The key to making this month’s Exercise work isn’t to know when a word stops, but when the separator characters stop. That’s because words aren’t always separated by single characters.
My solution builds upon the second code example presented in the June 1 Lesson. In fact, the only major change is the addition of the count variable, which tallies the characters in a word:
#include <stdio.h>
#include <ctype.h>
int main()
{
char string[] = "Training is everything. The peach was once a bitter almond; cauliflower is nothing but cabbage with a college education.\nMark Twain\n";
int count,x,y;
x = count = 0;
while( string[x] )
{
switch( string[x] )
{
case ' ':
case '.':
case ',':
case '!':
case '?':
case ';':
case ':':
case '\n':
printf(" %d\n",count);
count = 0;
y = 1;
while(string[x+y])
{
if( !isalpha(string[x+y]) )
y++;
else
break;
}
x+=y;
default:
count++;
putchar( string[x] );
}
x++;
}
return(0);
}
Variable count is initialized to zero, along with variable x, at Line 9.
In the switch-case structure, if a separator character isn’t encountered, the default condition reigns, and the count variable is incremented (Line 34).
The separator character triggers the count variable to be output at Line 22. Its value is reset to zero (Line 23), and the code loops until the start of the next alphabetic character.

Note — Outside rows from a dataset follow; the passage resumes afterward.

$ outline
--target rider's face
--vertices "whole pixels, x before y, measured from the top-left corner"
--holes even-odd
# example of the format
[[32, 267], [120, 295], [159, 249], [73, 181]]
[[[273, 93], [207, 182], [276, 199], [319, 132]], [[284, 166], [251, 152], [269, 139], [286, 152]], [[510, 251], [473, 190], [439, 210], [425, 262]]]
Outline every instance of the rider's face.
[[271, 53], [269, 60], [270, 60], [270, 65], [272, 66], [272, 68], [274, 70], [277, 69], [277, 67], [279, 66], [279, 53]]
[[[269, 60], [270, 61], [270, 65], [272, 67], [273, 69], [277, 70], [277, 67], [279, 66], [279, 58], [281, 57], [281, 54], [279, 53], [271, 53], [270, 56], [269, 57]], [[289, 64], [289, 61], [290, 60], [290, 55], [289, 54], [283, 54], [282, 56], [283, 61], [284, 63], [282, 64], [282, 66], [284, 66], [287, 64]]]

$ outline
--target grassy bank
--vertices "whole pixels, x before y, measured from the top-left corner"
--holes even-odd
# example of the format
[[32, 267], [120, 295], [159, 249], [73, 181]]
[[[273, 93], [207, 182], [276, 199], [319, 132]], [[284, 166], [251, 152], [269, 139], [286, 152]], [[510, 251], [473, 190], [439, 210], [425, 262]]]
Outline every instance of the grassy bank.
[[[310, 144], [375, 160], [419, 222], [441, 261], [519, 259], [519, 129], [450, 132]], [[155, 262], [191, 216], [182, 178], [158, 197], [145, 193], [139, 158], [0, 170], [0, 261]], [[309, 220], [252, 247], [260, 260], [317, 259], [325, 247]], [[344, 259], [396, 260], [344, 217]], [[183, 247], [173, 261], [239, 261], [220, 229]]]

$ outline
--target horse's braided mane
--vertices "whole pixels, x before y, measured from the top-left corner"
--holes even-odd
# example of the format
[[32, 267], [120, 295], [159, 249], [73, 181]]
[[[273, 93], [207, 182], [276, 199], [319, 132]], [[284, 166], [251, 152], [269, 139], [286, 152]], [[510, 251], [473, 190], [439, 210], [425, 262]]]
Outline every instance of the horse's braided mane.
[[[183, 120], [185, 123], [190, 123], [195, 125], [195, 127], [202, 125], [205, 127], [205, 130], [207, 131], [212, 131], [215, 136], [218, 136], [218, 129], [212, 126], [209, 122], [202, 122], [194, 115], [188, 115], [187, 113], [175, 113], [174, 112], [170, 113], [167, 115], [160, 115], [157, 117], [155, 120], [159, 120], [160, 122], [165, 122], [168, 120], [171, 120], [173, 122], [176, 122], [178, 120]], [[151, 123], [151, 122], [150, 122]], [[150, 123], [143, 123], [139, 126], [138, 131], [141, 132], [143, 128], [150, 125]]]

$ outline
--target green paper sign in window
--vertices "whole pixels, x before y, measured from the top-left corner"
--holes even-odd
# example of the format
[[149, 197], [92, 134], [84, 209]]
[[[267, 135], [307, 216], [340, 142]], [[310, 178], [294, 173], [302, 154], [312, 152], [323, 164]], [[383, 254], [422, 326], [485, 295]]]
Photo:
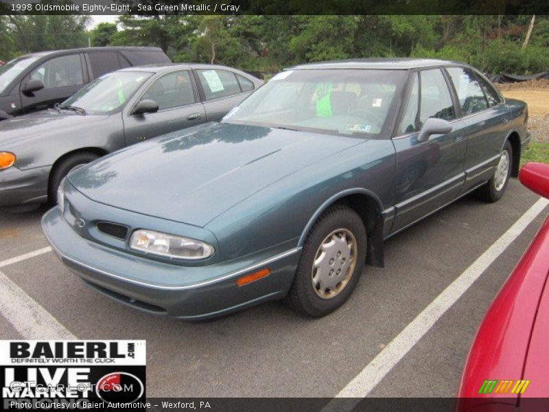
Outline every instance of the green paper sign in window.
[[329, 117], [331, 116], [331, 103], [330, 93], [331, 83], [320, 83], [316, 85], [314, 94], [316, 96], [316, 116]]

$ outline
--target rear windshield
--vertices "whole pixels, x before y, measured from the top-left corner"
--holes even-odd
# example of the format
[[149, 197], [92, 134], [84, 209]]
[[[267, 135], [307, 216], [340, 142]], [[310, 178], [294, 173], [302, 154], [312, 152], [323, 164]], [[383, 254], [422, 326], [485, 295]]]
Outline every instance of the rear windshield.
[[224, 122], [343, 135], [382, 133], [405, 78], [404, 70], [283, 71]]
[[12, 82], [22, 71], [40, 58], [36, 56], [20, 57], [0, 66], [0, 94], [2, 94]]

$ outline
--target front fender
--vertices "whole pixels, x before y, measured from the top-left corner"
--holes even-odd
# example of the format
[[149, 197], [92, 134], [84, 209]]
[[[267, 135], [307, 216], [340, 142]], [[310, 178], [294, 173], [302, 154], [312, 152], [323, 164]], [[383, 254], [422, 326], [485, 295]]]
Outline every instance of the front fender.
[[323, 210], [351, 194], [368, 194], [380, 211], [393, 203], [395, 149], [368, 141], [309, 165], [244, 199], [207, 223], [232, 259], [284, 245], [299, 247]]

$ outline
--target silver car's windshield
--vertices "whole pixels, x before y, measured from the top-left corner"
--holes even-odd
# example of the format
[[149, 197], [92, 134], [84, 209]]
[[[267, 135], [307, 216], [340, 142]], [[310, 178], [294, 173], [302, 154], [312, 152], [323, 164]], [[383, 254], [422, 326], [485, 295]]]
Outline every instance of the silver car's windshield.
[[106, 74], [79, 90], [61, 104], [90, 114], [108, 113], [121, 107], [145, 81], [152, 76], [143, 71], [115, 71]]
[[39, 57], [31, 56], [20, 57], [0, 67], [0, 94], [2, 94], [13, 80], [23, 70], [36, 62]]
[[347, 69], [283, 71], [223, 122], [372, 137], [384, 130], [406, 73]]

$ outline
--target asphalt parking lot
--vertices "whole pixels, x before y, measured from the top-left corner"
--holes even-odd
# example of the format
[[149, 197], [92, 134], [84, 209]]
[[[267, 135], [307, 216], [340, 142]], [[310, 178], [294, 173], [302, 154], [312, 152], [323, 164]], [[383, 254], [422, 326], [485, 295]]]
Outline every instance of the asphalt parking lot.
[[[497, 203], [469, 196], [434, 214], [388, 240], [386, 267], [366, 266], [349, 301], [325, 318], [274, 302], [200, 323], [153, 317], [89, 289], [44, 249], [44, 209], [1, 211], [0, 334], [146, 339], [149, 396], [452, 397], [488, 305], [549, 211], [539, 199], [513, 179]], [[455, 282], [474, 271], [470, 287]], [[443, 296], [447, 310], [432, 304], [454, 284], [464, 293]], [[432, 325], [416, 319], [426, 308], [439, 311], [428, 311]]]

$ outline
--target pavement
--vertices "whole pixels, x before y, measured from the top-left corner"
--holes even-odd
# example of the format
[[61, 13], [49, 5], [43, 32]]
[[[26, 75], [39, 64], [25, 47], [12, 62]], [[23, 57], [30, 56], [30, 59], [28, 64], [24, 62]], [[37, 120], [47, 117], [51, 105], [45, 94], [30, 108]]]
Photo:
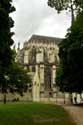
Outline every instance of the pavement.
[[76, 125], [83, 125], [83, 105], [62, 105], [70, 114]]

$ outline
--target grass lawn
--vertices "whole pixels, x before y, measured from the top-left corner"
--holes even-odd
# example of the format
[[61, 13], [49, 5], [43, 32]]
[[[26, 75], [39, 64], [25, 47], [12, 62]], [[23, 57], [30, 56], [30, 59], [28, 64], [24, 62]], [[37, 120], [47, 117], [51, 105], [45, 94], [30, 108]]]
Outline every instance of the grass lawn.
[[74, 125], [60, 106], [41, 103], [0, 103], [0, 125]]

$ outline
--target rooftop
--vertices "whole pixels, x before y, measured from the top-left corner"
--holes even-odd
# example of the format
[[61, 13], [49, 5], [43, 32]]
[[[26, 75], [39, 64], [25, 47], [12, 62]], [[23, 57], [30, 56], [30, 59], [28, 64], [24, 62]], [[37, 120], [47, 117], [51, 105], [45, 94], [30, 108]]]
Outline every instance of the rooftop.
[[63, 38], [49, 37], [49, 36], [40, 36], [40, 35], [32, 35], [32, 37], [28, 40], [27, 43], [56, 43], [59, 44]]

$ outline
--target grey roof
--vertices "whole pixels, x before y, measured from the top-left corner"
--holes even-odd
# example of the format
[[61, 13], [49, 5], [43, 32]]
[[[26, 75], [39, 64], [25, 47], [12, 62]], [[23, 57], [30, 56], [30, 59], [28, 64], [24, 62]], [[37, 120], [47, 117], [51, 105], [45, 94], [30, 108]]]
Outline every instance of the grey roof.
[[40, 35], [33, 35], [28, 43], [56, 43], [59, 44], [61, 41], [63, 40], [63, 38], [56, 38], [56, 37], [49, 37], [49, 36], [40, 36]]

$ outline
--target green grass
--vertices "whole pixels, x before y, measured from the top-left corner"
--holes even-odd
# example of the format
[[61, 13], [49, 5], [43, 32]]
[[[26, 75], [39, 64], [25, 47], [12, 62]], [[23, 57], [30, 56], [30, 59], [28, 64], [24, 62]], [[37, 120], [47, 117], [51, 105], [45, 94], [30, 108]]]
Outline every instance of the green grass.
[[0, 125], [74, 125], [60, 106], [41, 103], [0, 103]]

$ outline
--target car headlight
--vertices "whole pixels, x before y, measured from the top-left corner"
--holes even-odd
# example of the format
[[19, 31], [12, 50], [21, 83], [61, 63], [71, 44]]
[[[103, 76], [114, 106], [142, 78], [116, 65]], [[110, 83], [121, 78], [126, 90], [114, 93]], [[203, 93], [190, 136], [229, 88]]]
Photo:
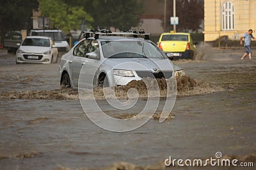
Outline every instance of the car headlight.
[[134, 74], [131, 70], [114, 69], [114, 75], [123, 77], [134, 77]]
[[182, 76], [185, 75], [185, 71], [184, 69], [182, 70], [179, 70], [179, 71], [175, 71], [175, 77], [181, 77]]
[[50, 54], [50, 53], [51, 53], [51, 50], [45, 52], [44, 53], [44, 54], [46, 54], [46, 55]]
[[24, 52], [23, 52], [22, 50], [20, 50], [20, 49], [18, 49], [18, 50], [17, 50], [17, 53], [25, 53]]

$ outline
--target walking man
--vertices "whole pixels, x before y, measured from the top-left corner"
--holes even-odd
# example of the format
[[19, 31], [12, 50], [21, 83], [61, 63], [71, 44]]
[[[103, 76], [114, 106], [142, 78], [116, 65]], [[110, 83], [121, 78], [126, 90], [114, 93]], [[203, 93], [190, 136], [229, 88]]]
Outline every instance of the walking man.
[[244, 38], [244, 47], [246, 49], [246, 53], [241, 58], [241, 60], [243, 60], [247, 55], [249, 55], [249, 59], [252, 60], [252, 50], [250, 46], [252, 38], [253, 39], [253, 40], [256, 40], [256, 38], [252, 35], [253, 32], [252, 29], [250, 29], [247, 33], [244, 34], [240, 38], [241, 45], [243, 45], [243, 39]]

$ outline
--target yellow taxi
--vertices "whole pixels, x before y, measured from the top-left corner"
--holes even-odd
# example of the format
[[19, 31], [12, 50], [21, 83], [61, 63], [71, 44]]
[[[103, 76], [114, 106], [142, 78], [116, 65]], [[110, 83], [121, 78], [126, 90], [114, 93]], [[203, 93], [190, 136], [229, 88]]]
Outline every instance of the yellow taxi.
[[172, 59], [193, 59], [196, 50], [191, 36], [189, 33], [173, 32], [163, 33], [158, 41], [158, 47], [165, 53], [172, 53]]

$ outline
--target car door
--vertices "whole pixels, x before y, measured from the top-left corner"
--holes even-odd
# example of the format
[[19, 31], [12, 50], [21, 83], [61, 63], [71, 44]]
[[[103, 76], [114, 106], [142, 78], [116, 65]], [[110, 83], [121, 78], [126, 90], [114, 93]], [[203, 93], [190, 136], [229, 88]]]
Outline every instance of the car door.
[[[88, 54], [95, 53], [96, 55], [87, 55], [86, 59], [84, 60], [81, 71], [81, 80], [86, 88], [92, 88], [93, 87], [93, 81], [97, 80], [97, 71], [100, 65], [100, 55], [99, 43], [97, 40], [92, 40], [88, 46], [87, 52]], [[95, 79], [96, 78], [96, 79]]]
[[74, 48], [73, 55], [71, 56], [69, 62], [69, 68], [71, 73], [71, 81], [74, 87], [78, 87], [78, 80], [82, 64], [84, 63], [85, 54], [87, 52], [88, 46], [90, 40], [85, 39]]

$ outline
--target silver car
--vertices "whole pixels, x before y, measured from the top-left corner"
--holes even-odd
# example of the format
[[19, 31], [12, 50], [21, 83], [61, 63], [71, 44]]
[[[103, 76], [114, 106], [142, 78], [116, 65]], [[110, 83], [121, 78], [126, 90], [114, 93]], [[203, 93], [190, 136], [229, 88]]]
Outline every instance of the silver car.
[[62, 57], [60, 66], [61, 85], [75, 89], [79, 83], [88, 88], [111, 87], [183, 73], [151, 41], [124, 36], [84, 38]]

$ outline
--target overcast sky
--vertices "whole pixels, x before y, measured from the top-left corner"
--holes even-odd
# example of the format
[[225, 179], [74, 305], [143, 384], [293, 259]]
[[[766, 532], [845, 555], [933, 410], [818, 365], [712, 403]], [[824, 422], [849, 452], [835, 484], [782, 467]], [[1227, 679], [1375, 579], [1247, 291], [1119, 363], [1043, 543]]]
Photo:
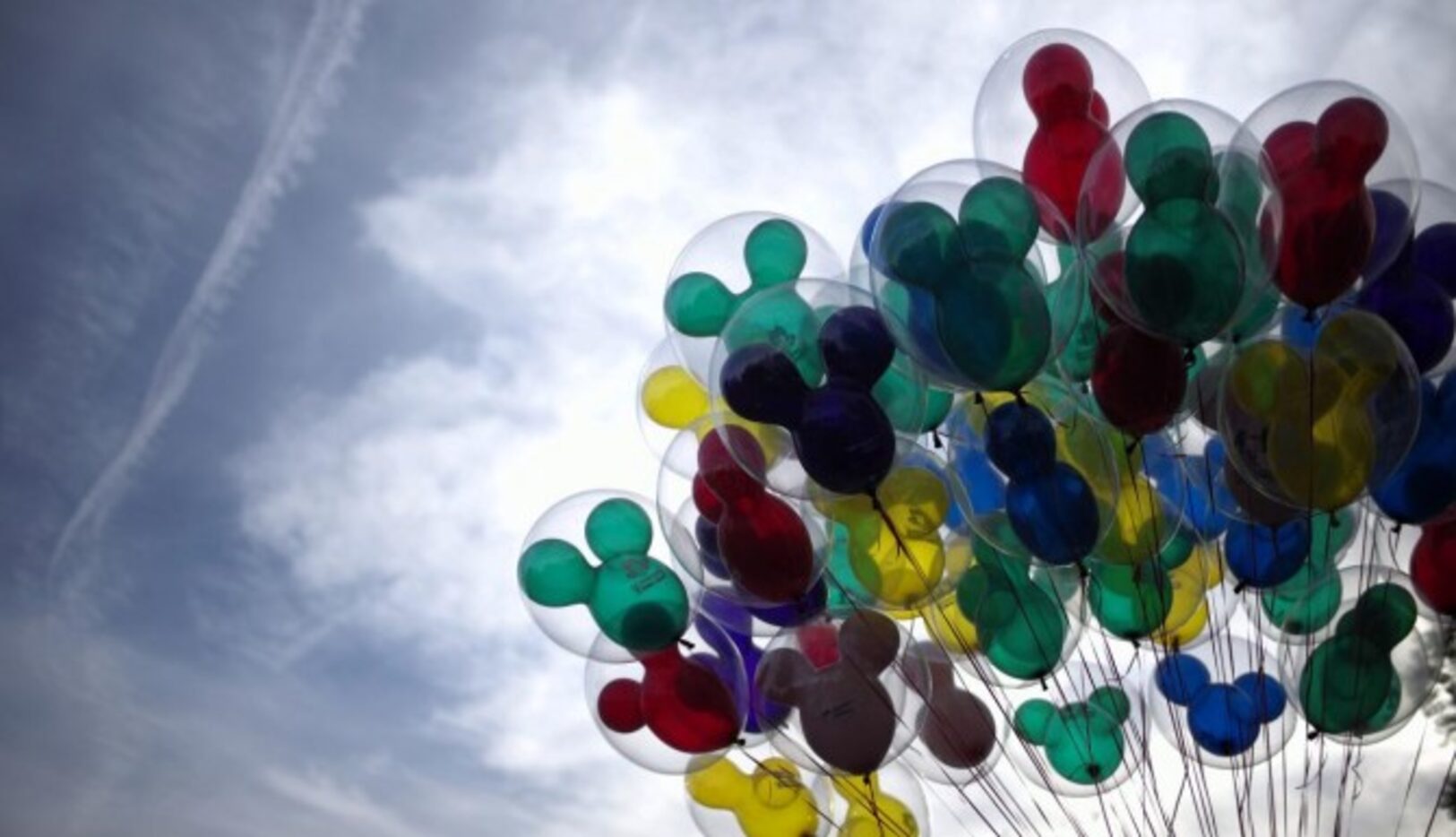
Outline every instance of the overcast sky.
[[1456, 182], [1449, 3], [0, 4], [0, 833], [687, 833], [517, 547], [651, 493], [632, 387], [695, 231], [847, 252], [1047, 26], [1236, 116], [1361, 82]]

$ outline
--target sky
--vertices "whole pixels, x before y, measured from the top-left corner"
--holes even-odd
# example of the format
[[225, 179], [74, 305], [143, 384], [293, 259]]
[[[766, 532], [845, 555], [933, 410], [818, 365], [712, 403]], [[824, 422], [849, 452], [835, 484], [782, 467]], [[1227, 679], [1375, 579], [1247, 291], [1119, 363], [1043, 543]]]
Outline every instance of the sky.
[[[518, 546], [652, 492], [632, 389], [697, 230], [847, 252], [1048, 26], [1235, 116], [1363, 83], [1456, 182], [1441, 3], [0, 4], [0, 833], [690, 833]], [[1424, 742], [1421, 814], [1423, 728], [1364, 771]]]

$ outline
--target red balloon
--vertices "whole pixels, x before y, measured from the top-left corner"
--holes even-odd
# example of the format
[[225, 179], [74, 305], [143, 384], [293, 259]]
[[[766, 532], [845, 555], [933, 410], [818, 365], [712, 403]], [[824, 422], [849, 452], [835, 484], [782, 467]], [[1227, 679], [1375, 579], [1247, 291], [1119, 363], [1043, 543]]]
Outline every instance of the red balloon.
[[1421, 530], [1411, 553], [1411, 581], [1433, 610], [1456, 616], [1456, 521]]
[[1168, 427], [1182, 406], [1188, 374], [1176, 344], [1118, 323], [1096, 344], [1092, 394], [1114, 427], [1146, 435]]
[[[727, 443], [716, 432], [699, 443], [693, 479], [699, 511], [705, 517], [709, 508], [716, 512], [718, 558], [744, 592], [773, 604], [799, 601], [815, 582], [808, 528], [794, 507], [764, 491], [738, 464], [747, 460], [748, 467], [763, 472], [763, 451], [753, 435], [732, 425], [722, 434]], [[716, 502], [703, 499], [705, 493]]]
[[1290, 122], [1264, 141], [1284, 201], [1274, 284], [1316, 309], [1360, 277], [1374, 243], [1374, 204], [1364, 178], [1385, 151], [1389, 124], [1380, 106], [1348, 98], [1316, 124]]
[[677, 646], [641, 658], [642, 683], [617, 678], [597, 694], [597, 715], [613, 732], [646, 726], [681, 753], [713, 753], [738, 739], [738, 707], [708, 665], [684, 659]]
[[1042, 210], [1042, 229], [1066, 239], [1080, 197], [1083, 213], [1091, 213], [1083, 231], [1092, 239], [1101, 236], [1117, 217], [1124, 183], [1121, 162], [1102, 164], [1096, 183], [1082, 195], [1088, 163], [1108, 141], [1107, 102], [1092, 86], [1092, 64], [1076, 47], [1048, 44], [1026, 61], [1021, 89], [1037, 116], [1022, 176], [1060, 214], [1050, 217]]

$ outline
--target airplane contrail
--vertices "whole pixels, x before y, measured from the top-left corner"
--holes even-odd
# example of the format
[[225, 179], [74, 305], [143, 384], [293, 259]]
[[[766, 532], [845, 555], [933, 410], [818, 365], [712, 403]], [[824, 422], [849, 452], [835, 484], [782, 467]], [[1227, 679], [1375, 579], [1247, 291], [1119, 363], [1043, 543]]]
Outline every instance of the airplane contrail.
[[[192, 295], [157, 355], [131, 431], [82, 495], [55, 540], [50, 558], [52, 582], [76, 539], [86, 527], [96, 531], [105, 521], [125, 491], [128, 475], [146, 456], [151, 438], [186, 394], [211, 339], [213, 323], [243, 278], [249, 249], [268, 227], [274, 205], [287, 191], [288, 176], [312, 151], [323, 112], [335, 98], [335, 79], [354, 52], [367, 4], [368, 0], [320, 0], [314, 7], [258, 157], [217, 246], [198, 275]], [[68, 588], [83, 587], [83, 574], [93, 565], [95, 562], [79, 568], [73, 576], [74, 584]]]

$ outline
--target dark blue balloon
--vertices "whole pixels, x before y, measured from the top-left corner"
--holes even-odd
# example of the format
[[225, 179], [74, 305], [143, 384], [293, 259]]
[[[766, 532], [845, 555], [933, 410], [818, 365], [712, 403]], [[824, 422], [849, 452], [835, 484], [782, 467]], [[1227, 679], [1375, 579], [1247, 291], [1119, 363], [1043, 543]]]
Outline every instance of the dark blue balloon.
[[1155, 671], [1158, 691], [1169, 703], [1188, 706], [1208, 686], [1208, 668], [1197, 656], [1169, 654]]
[[1456, 312], [1450, 297], [1434, 279], [1415, 271], [1388, 271], [1360, 290], [1356, 304], [1401, 335], [1423, 373], [1446, 358], [1456, 338]]
[[1423, 524], [1456, 504], [1456, 383], [1446, 376], [1440, 390], [1421, 381], [1421, 425], [1411, 453], [1370, 499], [1396, 523]]
[[1188, 732], [1203, 750], [1216, 755], [1238, 755], [1259, 737], [1259, 712], [1242, 690], [1216, 683], [1188, 706]]
[[1309, 521], [1300, 517], [1271, 527], [1230, 520], [1223, 552], [1241, 584], [1261, 590], [1283, 584], [1309, 556]]
[[740, 416], [794, 437], [804, 472], [837, 493], [874, 493], [895, 457], [895, 431], [871, 389], [894, 360], [879, 314], [850, 306], [820, 326], [828, 380], [811, 389], [779, 349], [754, 344], [728, 355], [719, 384]]
[[1262, 671], [1249, 671], [1233, 678], [1233, 686], [1249, 696], [1254, 702], [1255, 718], [1259, 723], [1271, 723], [1284, 715], [1284, 687]]
[[1041, 560], [1066, 566], [1092, 553], [1098, 507], [1092, 486], [1072, 466], [1015, 480], [1006, 491], [1006, 517], [1022, 544]]
[[1057, 461], [1057, 432], [1040, 409], [1006, 402], [986, 419], [986, 454], [1012, 480], [1032, 479]]
[[1415, 272], [1456, 297], [1456, 224], [1431, 224], [1415, 236], [1411, 262]]

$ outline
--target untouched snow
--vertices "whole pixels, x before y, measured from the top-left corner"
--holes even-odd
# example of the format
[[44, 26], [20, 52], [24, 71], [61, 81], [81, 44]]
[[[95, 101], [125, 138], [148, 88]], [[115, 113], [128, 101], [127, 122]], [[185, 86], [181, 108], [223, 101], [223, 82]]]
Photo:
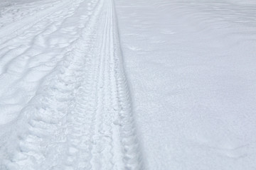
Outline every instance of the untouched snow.
[[252, 0], [1, 1], [0, 170], [256, 169], [255, 16]]
[[254, 1], [116, 1], [147, 169], [256, 169]]

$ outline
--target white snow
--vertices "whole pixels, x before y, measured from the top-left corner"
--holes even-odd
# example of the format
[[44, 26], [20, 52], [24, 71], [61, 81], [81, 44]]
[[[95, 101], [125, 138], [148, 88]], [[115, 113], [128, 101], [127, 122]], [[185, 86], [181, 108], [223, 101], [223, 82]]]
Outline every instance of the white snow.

My solution works well on the sample string. In the wild, if this code is run on a word that begins with a number, the results are inaccurate. The code can be modified to deal with such a situation, as well as handle quoted text and other possibilities. If you want to make such modifications, feel free to do so.
I hope your solution met with success and successfully output the word length values. Keep in mind that your solution need not look exactly like mine. As long as the code compiles with no errors or warnings, the output is accurate and looks good, and you’re satisfied, congratulations.